Like Antigone, they uphold a higher duty in response to suffering that cannot be ignored. They are not tragic because they are misguided, but because the system does not yet recognise the legitimacy of their decision.
When rules are unclear and needs are urgent, ethical clarity becomes not only possible but essential. The care of people with tinnitus requires more than silence and neutrality from governing bodies. It requires courage, compassion, and a commitment to truth.
References:
1. Martinez-Devesa P, Perera R, Theodoulou M, Waddell A. Cognitive behavioural therapy for tinnitus. Cochrane Database Syst Rev 2010; 8: Cd005233.

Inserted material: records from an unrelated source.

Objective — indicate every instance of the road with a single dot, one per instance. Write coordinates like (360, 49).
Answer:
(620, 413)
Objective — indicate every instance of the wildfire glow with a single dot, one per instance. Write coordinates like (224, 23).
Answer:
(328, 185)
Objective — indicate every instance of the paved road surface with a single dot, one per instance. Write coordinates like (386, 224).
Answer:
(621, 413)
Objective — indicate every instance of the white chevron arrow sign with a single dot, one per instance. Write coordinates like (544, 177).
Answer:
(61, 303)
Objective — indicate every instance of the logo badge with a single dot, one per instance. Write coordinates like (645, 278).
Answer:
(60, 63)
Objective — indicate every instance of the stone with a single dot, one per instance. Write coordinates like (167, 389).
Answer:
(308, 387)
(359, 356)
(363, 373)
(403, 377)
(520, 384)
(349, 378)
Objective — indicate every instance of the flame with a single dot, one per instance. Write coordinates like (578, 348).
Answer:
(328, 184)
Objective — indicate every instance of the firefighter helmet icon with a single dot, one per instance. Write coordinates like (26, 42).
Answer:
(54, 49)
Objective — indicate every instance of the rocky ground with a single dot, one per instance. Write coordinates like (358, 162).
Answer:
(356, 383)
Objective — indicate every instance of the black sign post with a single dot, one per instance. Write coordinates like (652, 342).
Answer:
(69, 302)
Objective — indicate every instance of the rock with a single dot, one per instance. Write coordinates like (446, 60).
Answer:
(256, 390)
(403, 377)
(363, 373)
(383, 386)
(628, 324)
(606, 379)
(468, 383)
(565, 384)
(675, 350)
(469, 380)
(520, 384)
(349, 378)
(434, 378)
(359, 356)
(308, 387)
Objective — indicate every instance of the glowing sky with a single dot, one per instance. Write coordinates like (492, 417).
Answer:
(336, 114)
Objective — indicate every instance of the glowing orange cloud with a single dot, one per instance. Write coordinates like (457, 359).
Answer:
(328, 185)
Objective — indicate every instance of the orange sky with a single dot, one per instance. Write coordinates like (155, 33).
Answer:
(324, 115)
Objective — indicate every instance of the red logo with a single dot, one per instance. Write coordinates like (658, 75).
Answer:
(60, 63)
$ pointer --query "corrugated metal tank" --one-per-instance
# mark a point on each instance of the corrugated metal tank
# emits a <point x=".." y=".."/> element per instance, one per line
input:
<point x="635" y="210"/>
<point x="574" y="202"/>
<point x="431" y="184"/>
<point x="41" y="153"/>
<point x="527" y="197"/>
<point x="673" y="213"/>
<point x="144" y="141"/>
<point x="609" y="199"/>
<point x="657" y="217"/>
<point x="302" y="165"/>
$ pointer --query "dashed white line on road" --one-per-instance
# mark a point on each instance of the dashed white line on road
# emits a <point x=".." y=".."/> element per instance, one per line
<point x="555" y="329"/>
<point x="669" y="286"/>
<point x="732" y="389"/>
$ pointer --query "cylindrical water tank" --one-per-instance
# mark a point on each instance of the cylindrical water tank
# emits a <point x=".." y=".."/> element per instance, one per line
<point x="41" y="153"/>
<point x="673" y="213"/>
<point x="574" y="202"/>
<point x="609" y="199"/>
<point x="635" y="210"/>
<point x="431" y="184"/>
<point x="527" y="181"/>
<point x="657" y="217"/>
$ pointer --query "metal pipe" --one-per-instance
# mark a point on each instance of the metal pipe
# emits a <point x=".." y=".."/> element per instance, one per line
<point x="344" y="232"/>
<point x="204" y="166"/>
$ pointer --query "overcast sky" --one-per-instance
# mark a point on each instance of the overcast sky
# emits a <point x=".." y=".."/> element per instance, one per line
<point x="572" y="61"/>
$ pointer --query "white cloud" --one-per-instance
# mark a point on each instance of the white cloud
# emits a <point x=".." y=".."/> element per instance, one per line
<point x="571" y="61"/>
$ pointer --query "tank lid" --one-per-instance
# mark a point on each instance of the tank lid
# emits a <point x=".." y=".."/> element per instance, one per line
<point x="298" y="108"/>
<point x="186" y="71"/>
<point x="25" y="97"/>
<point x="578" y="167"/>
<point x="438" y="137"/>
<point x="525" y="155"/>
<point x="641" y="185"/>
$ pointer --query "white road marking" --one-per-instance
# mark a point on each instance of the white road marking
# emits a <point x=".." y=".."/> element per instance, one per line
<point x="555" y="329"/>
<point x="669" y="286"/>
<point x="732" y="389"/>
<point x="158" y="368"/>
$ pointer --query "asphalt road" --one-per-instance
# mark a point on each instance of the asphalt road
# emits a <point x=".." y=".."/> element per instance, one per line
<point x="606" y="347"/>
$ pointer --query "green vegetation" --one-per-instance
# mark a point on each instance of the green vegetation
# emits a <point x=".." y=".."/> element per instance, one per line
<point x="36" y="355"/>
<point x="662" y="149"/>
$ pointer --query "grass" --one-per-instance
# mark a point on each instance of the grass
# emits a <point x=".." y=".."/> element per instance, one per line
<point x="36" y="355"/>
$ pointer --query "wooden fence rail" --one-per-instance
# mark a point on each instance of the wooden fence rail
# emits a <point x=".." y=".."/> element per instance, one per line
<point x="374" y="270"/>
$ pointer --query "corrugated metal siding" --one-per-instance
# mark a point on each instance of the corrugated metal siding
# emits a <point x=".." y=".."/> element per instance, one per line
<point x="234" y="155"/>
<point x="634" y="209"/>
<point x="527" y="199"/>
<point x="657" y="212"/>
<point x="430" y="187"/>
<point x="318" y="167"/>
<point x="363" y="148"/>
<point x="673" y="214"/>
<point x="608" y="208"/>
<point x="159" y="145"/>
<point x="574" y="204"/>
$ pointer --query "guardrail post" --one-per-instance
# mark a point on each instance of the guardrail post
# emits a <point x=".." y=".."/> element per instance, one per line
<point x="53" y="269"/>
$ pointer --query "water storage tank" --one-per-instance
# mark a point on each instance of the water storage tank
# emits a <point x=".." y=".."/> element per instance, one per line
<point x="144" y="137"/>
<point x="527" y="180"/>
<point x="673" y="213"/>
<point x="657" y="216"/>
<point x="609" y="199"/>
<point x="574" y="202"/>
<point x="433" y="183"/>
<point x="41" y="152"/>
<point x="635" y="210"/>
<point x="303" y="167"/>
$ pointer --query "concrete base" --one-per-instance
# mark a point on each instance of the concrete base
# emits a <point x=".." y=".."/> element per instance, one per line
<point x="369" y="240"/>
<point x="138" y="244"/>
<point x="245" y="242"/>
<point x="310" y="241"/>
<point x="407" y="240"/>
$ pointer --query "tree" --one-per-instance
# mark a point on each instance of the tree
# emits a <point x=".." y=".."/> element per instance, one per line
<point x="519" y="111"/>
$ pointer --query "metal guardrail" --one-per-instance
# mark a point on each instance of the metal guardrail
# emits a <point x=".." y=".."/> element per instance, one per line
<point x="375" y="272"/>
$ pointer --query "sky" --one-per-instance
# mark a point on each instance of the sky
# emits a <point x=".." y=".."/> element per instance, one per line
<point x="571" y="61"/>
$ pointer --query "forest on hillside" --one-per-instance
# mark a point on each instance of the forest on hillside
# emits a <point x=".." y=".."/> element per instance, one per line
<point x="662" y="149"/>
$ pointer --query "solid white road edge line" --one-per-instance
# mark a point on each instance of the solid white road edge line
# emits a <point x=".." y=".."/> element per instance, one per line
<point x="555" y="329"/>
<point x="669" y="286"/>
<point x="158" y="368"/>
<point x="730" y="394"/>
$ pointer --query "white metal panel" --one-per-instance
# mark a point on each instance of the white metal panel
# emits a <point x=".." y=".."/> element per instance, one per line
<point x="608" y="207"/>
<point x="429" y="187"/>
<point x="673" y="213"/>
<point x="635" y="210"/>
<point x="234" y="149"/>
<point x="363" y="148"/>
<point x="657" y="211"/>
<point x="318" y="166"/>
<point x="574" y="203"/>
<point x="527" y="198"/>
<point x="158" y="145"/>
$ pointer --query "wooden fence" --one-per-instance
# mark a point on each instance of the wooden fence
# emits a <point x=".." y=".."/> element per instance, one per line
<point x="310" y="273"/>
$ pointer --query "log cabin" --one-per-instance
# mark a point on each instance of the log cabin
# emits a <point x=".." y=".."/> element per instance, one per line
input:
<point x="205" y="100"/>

2. Burke LA, El Refaie A. The Current State of Evidence Regarding Audiologist-Provided Cognitive Behavioural Therapy for the Management of Tinnitus: A Scoping Review. Audiol. Res. 2024; 14: 412-431.
3. Beukes EW, Andersson G, Manchaiah V. Long-term efficacy of audiologist-guided Internet-based cognitive behaviour therapy for tinnitus in the United States: A repeated-measures design. Internet Interventions 2022; 30: 100583.